Thursday, 19 August 2021

My Top Twenty Books of all time - Fiction & Non-fiction - July 2021

I didn't think I'd ever do this sort of entry on Digital Bibliophilia. However, inspired by a recent new entry in to this list, and fuelled by a couple of pints on my first night out drinking with work colleagues in nearly two years, I find myself unable to sleep and worried that anything I read will be forgotten in a haze of alcoholic fuzz the next morning. Therefore here we go - I hope it's mildly interesting or leads to someone picking up ones of the books in this list because I think they are fabulous.

So here we go, and in no particular order...

Collected Stories: Raymond Chandler (Everyman's library, No.257) (2002)

I love Chandler. Reading any of his works of fiction is a pleasure every human being should experience at least once in their life. Although his novels are mostly works of genius, I actually preferred this massive collection of his short-form works. This is one book you can't carry around with you - at over 1,300 pages you'll end up with forearms like Popeye the Sailor. Just sit back in your favourite wing-back chair with a bottle of whisky and savour every moment.

The Quincunx: The Inheritance of John Huffam (1995)

I never would have dreamed a book like this would end up being something I'd ever admit to saying was an all-time favourite of mine. I do like to read Charles Dickens every now and again (there's a Dickens biography staring at me on my bookshelf every day - I'll get around to it at some point).
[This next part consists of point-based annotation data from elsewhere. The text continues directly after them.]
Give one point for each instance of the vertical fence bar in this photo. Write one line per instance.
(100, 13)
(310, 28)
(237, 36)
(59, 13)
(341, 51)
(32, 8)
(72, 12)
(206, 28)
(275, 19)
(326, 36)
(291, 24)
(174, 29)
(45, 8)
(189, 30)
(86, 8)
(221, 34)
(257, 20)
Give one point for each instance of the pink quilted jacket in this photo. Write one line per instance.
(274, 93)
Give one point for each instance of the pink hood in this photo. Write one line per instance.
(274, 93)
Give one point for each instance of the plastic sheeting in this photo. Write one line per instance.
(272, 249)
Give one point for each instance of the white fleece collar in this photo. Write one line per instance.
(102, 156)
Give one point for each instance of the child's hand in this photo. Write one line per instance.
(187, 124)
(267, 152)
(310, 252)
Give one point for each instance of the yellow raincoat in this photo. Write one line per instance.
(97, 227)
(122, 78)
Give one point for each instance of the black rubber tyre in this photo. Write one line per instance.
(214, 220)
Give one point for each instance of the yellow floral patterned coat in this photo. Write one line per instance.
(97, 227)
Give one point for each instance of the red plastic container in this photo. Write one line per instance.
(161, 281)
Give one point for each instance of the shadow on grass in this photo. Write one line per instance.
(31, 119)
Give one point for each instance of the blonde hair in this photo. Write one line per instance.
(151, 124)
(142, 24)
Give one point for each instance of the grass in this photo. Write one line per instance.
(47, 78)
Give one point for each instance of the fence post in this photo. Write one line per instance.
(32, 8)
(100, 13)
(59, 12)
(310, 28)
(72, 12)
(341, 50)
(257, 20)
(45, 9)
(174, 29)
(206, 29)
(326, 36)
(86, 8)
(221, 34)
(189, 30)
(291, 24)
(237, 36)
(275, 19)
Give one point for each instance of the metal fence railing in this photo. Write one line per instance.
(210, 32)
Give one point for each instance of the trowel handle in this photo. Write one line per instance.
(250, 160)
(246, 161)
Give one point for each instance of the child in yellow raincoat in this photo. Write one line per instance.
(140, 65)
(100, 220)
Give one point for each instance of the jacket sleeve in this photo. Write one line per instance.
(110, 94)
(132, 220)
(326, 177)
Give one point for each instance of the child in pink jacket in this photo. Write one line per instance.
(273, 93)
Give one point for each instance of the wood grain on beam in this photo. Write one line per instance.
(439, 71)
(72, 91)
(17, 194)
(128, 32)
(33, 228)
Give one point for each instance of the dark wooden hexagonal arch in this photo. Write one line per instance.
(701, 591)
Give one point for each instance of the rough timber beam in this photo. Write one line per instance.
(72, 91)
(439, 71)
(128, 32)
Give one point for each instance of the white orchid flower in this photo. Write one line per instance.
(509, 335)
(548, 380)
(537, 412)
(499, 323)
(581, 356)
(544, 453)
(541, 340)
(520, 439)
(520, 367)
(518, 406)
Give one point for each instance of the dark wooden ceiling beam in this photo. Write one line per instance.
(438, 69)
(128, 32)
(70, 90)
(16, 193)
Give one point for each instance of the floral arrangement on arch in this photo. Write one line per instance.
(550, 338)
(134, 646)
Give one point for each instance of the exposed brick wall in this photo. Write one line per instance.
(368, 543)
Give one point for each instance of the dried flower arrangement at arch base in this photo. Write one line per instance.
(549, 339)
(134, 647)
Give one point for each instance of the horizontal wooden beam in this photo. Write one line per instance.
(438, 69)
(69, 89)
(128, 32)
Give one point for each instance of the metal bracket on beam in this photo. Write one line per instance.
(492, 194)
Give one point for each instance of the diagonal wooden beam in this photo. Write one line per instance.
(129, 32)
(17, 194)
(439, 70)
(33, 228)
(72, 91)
This is very much influenced by Dickensian tales. A labyrinthine colossus of a novel over 1,200 pages in length in paperback form that follows the life of a Victorian young man who has no memory of his father, and whose doting mother holds a precious codicil of a last will and testament in a small trinket that never leaves her side. As his life takes turn after turn, and tragedy after tragedy befalls him - he never loses sight of the fact that something on that document hides the secret to his claim to a family fortune. A mesmerising and compelling masterpiece of a novel that is even meticulously structured (word by word) so that the sentence in the middle of the book reveals the secret to our protagonists background (good luck counting the words!).

Shackleton (1989)

A biography of Ernest Shackleton, the famous polar explorer, by Roland Huntford. There are quite a few books on Shackleton by now, but this was one of the earliest, if not the first, to really cover his life, and his astonishing exploration to the South Pole. If you think the notion of old-fashioned heroes is a myth - you need to read the true story of how this man lead his colleagues out of the jaws of hell and, quite literally, across the frozen landscape of Antarctica whilst dragging a boat behind them so they could sail to a desolate island; and then leave them behind whilst he went off on an almost suicidal mission to go and seek out a rescue party to come back to save them. A stone-cold (no pun intended) winner for best biography I'll ever read in my life. Forget anyone who says Captain Scott was a better hero - this guy makes Scott feel like a wuss. If you only have room for one biography on your bookshelf - get this!